I have taken on a new opportunity this summer, and not just for this summer. On June 1 I retired from my full-time HR position in order to slow my pace down. I have more time for the activities I love like gardening, cooking, antiquing, and writing. Even with these fun hobbies, I am learning to pace myself so I get enough sleep, exercise, and make healthier food choices and proper time to consume. For additional income I am teaching culinary classes part-time with kids’ 1/2-day camps this summer. Come the fall semester, I will teach culinary classes 2 evenings a week to kids as well as adults.
More time for family is the another reason to slow my pace down. My husband and I already spent a weekend at the lake with his three children, spouses and three grandchildren. Next weekend I will be opening a booth in an antique mall with my daughters and granddaughters. But this week, is time for myself. I signed up for a writing residency at the Writing Colony at Dairy Hollow in Eureka Springs, Arkansas. I learned of this place over 15 years ago. This place has been in existence for 20 years. I could almost pinch myself, to check if it is real. I am actually staying at the Dairy Hollow house made famous by author, Crescent Dragonwagon. I am taking a week’s residency in the comfortable culinary suite creating some recipes to share in a book of short stories with a culinary theme. My first book. See what becomes of this week. It has been productive so far.

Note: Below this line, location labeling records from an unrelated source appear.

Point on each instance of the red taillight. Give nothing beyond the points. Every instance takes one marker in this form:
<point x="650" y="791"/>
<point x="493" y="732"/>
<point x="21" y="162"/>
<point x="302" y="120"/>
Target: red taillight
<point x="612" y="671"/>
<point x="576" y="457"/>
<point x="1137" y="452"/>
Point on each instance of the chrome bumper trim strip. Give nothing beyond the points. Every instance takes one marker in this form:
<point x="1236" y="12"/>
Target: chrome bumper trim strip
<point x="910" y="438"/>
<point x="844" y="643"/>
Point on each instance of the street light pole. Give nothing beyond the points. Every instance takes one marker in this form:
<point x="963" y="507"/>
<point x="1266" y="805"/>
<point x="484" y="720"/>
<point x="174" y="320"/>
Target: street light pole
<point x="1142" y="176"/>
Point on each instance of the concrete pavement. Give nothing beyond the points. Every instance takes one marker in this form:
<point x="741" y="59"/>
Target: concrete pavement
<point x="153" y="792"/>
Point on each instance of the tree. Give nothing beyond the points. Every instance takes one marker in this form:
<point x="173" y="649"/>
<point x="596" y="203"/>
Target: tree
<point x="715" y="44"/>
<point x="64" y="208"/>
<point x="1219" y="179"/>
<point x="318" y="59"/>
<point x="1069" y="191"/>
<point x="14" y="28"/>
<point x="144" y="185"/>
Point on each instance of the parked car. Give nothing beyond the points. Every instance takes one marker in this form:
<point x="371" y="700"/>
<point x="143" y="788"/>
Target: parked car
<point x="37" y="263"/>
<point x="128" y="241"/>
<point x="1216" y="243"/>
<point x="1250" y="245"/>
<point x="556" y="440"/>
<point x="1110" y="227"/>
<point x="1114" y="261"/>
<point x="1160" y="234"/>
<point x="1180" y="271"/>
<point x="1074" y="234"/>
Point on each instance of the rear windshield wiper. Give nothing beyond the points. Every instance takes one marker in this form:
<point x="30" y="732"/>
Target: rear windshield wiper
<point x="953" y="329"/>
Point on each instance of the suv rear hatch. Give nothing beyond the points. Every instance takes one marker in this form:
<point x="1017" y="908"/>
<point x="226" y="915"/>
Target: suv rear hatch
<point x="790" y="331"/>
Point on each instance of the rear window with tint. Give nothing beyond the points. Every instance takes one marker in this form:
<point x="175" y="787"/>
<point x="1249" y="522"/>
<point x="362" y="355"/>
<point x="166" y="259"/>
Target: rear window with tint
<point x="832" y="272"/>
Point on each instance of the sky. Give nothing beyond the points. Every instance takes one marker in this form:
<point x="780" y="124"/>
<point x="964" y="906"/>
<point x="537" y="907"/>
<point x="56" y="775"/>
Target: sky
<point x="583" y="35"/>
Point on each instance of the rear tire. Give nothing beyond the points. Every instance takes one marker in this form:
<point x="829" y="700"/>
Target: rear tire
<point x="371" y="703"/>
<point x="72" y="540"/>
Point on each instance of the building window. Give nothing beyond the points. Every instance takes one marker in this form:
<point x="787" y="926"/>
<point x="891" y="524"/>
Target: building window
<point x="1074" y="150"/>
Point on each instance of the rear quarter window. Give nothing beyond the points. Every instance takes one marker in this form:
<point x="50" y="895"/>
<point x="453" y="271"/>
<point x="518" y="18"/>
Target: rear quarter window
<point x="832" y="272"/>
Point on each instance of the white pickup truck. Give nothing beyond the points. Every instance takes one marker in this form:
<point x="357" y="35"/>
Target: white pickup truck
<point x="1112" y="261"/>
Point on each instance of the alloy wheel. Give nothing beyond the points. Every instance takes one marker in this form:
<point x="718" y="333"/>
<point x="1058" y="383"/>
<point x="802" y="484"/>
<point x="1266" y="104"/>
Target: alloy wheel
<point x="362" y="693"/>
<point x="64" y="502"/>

I take casual walks in this enchanted town of Victorian wrap-around porches, bungalows with inviting archways, crevices filled with wildflowers, groves of trees and moss-covered cliffs laced throughout the town. I do some porch sitting, watching the hummingbirds and song birds feed. While on the front porch yesterday afternoon sipping iced peppermint herbal tea a doe and her fawn meandered between the two residency buildings. Later this afternoon I hear the readings of one of my fellow writers at the Carnegie Library a few short blocks away. I will make it to the farmer’s market and a couple of local shops tomorrow morning before returning to the laptop for my story writing and making a peach-blueberry slump. Visits with the other writing residents have been at dinner time. We sit and dine for an hour at a long table filled with delightful foods prepared by an excellent cook from the Old World. Yes, life is good. I feel God’s blessings.